Utilising random_number_generator
In alchitry_top.luc
, we instantiate the random_number_generator
and supply its inputs:
.clk(clk) {
reset_conditioner reset_cond
button_conditioner io_button_0(.in(io_button[0]), #CLK_FREQ(CLK_FREQ))
.rst(rst){
counter slow_clk(#SIZE(1), #DIV(CLOCK_DIVIDER))
}
random_number_generator generator(.slow_clk(slow_clk.value), .refresh(io_button_0.out))
}
io_button[0]
will refresh/start the sequence of the random number generator when pressed.
Observed Output
Here’s the observed output of the project:
Varying generated number speed
The value CLOCK_DIVIDER
in alchitry_top
can be varied to control the speed of random_number_generator
:
// alchitry_top.luc
const CLOCK_DIVIDER = $is_sim() ? 11 : 26
This is possible because CLOCK_DIVIDER
directly affects slow_clk
generated by the counter
module, and its output slow_clk.value
is used as slow_clk
input of random_number_generator
.
counter slow_clk(#SIZE(1), #DIV(CLOCK_DIVIDER))

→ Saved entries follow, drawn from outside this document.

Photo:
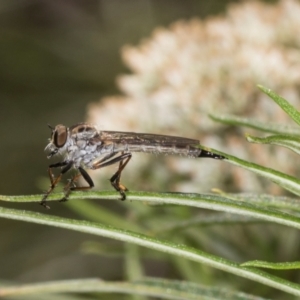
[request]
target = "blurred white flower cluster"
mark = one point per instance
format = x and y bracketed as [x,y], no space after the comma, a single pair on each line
[195,67]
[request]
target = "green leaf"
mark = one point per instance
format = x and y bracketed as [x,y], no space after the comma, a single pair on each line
[288,182]
[255,124]
[284,104]
[271,265]
[152,287]
[170,247]
[290,142]
[206,201]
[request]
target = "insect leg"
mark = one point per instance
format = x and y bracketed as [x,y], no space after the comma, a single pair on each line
[115,179]
[70,186]
[54,181]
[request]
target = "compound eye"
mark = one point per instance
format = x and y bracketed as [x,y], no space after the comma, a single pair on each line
[59,136]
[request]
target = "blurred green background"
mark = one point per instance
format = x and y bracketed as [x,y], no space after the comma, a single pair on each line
[56,57]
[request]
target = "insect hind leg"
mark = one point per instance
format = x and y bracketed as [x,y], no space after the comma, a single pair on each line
[115,179]
[72,187]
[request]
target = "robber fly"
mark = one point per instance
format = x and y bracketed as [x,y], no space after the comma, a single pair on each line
[83,146]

random_number_generator generator(.slow_clk(slow_clk.value), .refresh(io_button_0.out))
Output Display
The number generated by random_number_generator
is 8 bits long by default (SIZE
is 8
in random_number_generator.luc
). This value is displayed at io_led[0]
:
// alchitry_top.luc
io_led[0] = generator.out
We improved the UI by utilising the 7segment module onboard. To do this, we need to first convert the binary value generator.out
into decimal value using the bin_to_dec
component. Afterwards, we need to multiplex the display of digits on the 7segment. We will not discuss how 7segment works in this tutorial. If you’re interested, please checkout this tutorial instead.
Summary
In this short tutorial, we learned how to generate a pseudo-random number using the FPGA.
We begin by writing the PRNG module pn_gen
and then wrapping it to add additional control such as input seed
and slow_clock
to control the speed of number generation well as refreshing the generator’s state to produce new sequence of numbers.
This practice is common to modularize designs, allowing for reusable, maintainable, and easily extensible components that can be integrated into larger systems with additional functionality.